Trotz intensiver und ermüdender Recherchen habe ich nicht mit letzter Sicherheit herausfinden können, ob es sich beim Urheber des Bonmots der heutigen Wandkolumne um den Schriftsteller oder um den Banker H.U.Bänziger handelt. Nachdem viel geschrieben wird, was unsicher ist, darf ich das natürlich auch. Nur dass ich offen dazu stehe, während andere im Fall ungesicherter Erkenntnis offenbar das Adverb «offenbar» verwenden, wie Peter Kloeppel, Chefredaktor eines ehemaligen Tittensenders kürzlich in der NZZ monierte. Offenbar ein Schuss vor den Bug seiner eigenen Leute. So sie denn überhaupt deklarieren, dass ihre Faktenbasis im Gegensatz zum Brustimplantat dünn ist. Wenn auf wen geschossen werden soll, was bei den Gratisblättern mit Bezahlabo fast im Wochenrhythmus der Fall ist, ersetzt das Fragezeichen hinter einer disqualifizierenden Unterstellung die Unsicherheitsdeklaration: Mörder? Schänder? Nachtruhestörer? Spannender wäre es ja auf den ersten Blick, wenn der Banker und nicht der Schriftsteller der Urheber wäre. Er hat im Gegensatz zu ihm Quartalsziele definiert, die nicht erreicht wurden oder dann von jenen unangenehmen Angestellten, denen es nicht zuzutrauen war. Auch hat er mit an Wahrscheinlichkeit grenzender Sicherheit Myriaden von Leuten nur angestellt, weil sie in sogenannte Zertifikatslehrgängen vorgegebene Ziele erreicht hatten (in Vor-Bologna-Zeiten als Streber bezeichnet) oder sie während des Anstellungsverhältnisses in zertifizierte Weiterbildungen genötigt.

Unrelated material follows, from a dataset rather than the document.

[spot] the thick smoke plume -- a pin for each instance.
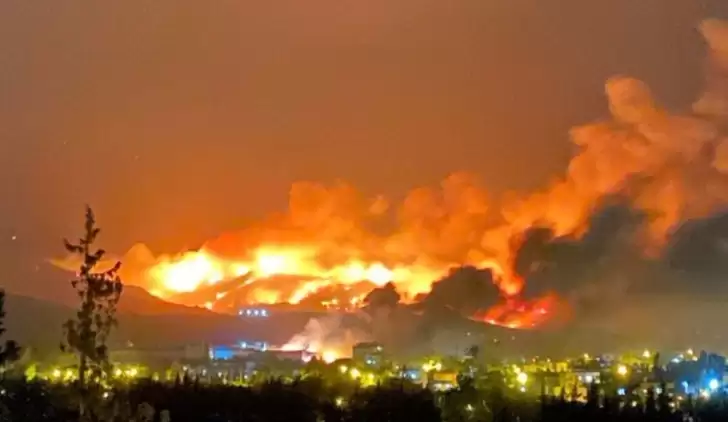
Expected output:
(638, 208)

Er hat zweifelsohne von jenen, die man in der täglichen Praxis nicht brauchen kann, Chartas, Richtlinien und Merkblätter erlassen lassen, in denen Ziele vorgegeben wurden, die zu erreichen sich nicht einmal die Ziele träumen liessen. Auch hat er als ehemaliger Kader einer deutschen und Teilhaber einer Schweizer Bank unstreitig Karriereziele, womöglich ein einziges, grosses Lebensziel – Reichtum, Macht, Mercedes Benz – gesetzt, während unsereiner auf der Terrasse chillte, ziellos seine Wampe und Lampe füllte und nichts mit seinem Leben anzufangen wusste, anstatt wie er Tag und Nacht für die Erreichung eines Ziels zu malochen.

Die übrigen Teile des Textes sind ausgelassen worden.